Automic Workload Automation

  • 1.  Random WP Crashed

    Posted Sep 06, 2018 11:05 AM

    Good Morning,

    We upgraded our backend DB from Oracle 11g to 12c approximately 3 weeks ago.  There have been no issues and we are shooting to do the same upgrade this coming weekend.

    I did some further digging to ensure everything has been functioning as normal and noticed  2 WPs had randomly crashed at different times in the last 10 days.  They came back online within seconds, so the system did what it was supposed to do, but it was just very odd and random.

    When I look at the crash, all events before the crash were operating as usual and this is what's in the logs before the dmp file was created and the WP cycled itself:

    20180901/125526.675 - U00029108 UCUDB: SQL_ERROR    Database handles  DB-HENV: 163ccf10  DB-HDBC: 16417848

    20180901/125526.675 - U00003591 UCUDB - DB error info: OPC: 'OCIStmtExecute' Return code: 'ERROR'

    20180901/125526.675 - U00003592 UCUDB - Status: '' Native error: '3135' Msg: 'ORA-03135: connection lost contact

    Process ID: 31680

    Session ID: 214 Serial number: 22404'

    20180901/125526.675 - U00003536 UCUDB: FATAL DATA BASE ERROR: Re-connection will be attempted in 10 seconds.
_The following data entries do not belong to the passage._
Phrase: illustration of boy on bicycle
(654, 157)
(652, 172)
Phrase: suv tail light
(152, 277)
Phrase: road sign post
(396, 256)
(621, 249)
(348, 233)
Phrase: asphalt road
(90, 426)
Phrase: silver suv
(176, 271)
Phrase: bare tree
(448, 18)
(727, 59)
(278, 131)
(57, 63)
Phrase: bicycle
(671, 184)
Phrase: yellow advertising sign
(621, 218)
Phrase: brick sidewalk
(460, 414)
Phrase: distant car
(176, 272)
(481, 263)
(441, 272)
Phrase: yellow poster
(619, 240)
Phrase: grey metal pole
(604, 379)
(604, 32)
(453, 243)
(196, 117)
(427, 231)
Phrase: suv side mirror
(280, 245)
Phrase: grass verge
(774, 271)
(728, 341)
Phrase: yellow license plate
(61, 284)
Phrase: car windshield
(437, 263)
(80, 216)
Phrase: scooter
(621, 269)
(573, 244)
    20180901/125526.675 - U00003537 UCUDB - RECONNECT: DB call 'OCITransRollback': Return code: '-1'.

    20180901/125526.675 - U00003590 UCUDB - DB error: 'OCITransRollback', 'ERROR   ', '', 'ORA-03114: not connected to ORACLE'

    20180901/125526.675 - U00003592 UCUDB - Status: '' Native error: '3114' Msg: 'ORA-03114: not connected to ORACLE'

    20180901/125526.737 - U00003538 UCUDB: Re-connection to database successful. Processing will continue.
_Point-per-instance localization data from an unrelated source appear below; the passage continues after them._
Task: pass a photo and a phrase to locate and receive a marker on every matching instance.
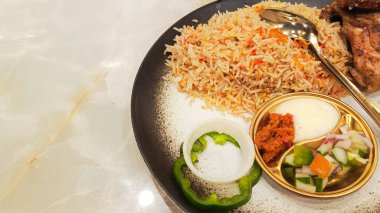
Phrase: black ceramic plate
(146, 86)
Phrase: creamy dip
(312, 117)
(219, 160)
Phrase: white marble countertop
(67, 69)
(66, 73)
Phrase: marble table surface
(67, 69)
(66, 73)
    20180901/125526.753 - U00000006 DEADLOCK

     

    I asked our DBAs to cross reference the logs on the DB server for any errors on our DEV DB at those times and there are no errors.  Now, it is of course DEV so could have been a temporary communication issue, but just wondering if anyone else has come across this before when moving from 11g to 12c, or even those who may already be on 12c.

     

    Our current version of Automic is 11.2.6FH1 and we are running on Windows 2012R2 with Oracle backend.

     

    Thanks!!

    Tina



  • 2.  Re: Random WP Crashed

    Posted Sep 10, 2018 03:43 AM

    Hi Tina,

     

    is the Oracle DB in the same Network, maybe a firewall between what is causing the disconnect, work on VM switch configurations if the Automation Engine is running in a virtual machine, ... ? Often it's not the DB, more issues caused on one of the Network resources.
    Also please check if the oracle client on the Automation Engine Server was updated too and all recommended settings in Oracle 12c was checked in case of an update of the oracle instance or done, if this was a migration of the DB to a new server/instance to be on the new oracle version.

    Best,

    Franz  



  • 3.  Re: Random WP Crashed

    Posted Sep 11, 2018 10:12 AM

    Hi Franz,

     

    Yes, all in the same network, and all clean logs across the board.  Unfortunately, we did have a crash in PROD this morning, but again just 1 WP and as we're not a huge shop, the WPs took on the other loads successfully.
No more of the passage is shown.